Well this weekend I went to visit my family in southern California for my grandpa Bruce's funeral..it was the worst weekend ever. I got to see my son, that must have been just the best part...but even then there were things with in that that just added it to being horrible.
On a positive note, im glad that everyone in our family was all together even with drama crap that goes on. Not one person was missing. My grandpa would have loved it..and in spirit I know he did. My grandma bough these really neat butterflies, apparently they are doormant and you keep them in the fridge but you take them out about 2 hours before a ceremony or whatever you have going on and they come to life. My grandma bought 5 dozen for everyone to be able to get a little butterfly box and release it, She paid like $550 for them BUT in the end it was all worth it for sure.

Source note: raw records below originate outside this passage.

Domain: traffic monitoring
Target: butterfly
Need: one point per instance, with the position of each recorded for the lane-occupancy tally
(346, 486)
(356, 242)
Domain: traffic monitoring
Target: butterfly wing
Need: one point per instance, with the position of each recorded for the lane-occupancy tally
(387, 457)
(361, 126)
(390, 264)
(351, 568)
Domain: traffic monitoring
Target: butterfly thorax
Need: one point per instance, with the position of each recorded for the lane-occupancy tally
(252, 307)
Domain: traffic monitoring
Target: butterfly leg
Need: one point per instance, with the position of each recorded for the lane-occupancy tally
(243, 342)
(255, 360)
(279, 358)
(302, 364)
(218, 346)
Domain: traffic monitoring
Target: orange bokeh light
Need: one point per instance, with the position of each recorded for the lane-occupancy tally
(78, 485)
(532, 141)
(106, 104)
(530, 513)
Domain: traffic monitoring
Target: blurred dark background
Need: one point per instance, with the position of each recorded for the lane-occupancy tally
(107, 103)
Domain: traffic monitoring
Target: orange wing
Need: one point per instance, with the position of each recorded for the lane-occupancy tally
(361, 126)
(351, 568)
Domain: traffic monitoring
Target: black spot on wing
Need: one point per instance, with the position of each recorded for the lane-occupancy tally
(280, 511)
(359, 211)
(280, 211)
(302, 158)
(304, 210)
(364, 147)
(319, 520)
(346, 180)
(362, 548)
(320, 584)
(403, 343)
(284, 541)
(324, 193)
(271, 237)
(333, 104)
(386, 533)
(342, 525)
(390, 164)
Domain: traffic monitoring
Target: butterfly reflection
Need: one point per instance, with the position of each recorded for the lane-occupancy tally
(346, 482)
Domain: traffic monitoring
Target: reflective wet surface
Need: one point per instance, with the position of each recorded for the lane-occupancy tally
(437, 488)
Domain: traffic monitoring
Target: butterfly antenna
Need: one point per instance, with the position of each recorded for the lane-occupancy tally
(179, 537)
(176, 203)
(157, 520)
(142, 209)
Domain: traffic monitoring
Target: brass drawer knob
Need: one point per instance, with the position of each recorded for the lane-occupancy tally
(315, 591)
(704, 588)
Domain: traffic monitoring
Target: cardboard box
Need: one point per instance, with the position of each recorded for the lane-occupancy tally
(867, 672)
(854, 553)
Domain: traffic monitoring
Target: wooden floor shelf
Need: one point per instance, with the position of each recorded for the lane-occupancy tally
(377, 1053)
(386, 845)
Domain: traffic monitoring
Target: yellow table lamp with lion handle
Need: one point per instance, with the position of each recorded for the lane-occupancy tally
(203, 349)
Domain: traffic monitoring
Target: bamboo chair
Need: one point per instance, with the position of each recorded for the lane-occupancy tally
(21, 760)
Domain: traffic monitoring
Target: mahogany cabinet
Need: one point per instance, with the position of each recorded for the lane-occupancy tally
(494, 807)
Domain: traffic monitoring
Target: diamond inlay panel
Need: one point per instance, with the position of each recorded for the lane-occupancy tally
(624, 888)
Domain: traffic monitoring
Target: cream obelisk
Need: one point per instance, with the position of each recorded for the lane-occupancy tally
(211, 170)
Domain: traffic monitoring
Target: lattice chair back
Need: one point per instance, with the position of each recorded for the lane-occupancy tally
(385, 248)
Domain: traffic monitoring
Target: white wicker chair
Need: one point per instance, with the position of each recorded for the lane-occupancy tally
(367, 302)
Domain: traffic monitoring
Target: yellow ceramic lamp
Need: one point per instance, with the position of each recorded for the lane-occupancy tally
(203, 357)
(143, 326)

After my mom said a few words and a prayer was said we all as a family released these gorgeous butterflies into the sky (i Have a video) ..ahh.. I know my grandpa was there just around all of us. It didnt feel like he was gone.. I didnt feel sad..I felt at peace. He was all around us. & I know he still is :-)
Now im in the hotel room, really wishing I was in utah. I never thought I wouls miss it so much. There is just nothing positive here in california for me besides my son. I am tired of being judged and critisized, I ust want to be back where I am who I am and im LOVED for it.
Oh well I cant change how people feel or act.
Love ya'll - pictures and vids coming soon!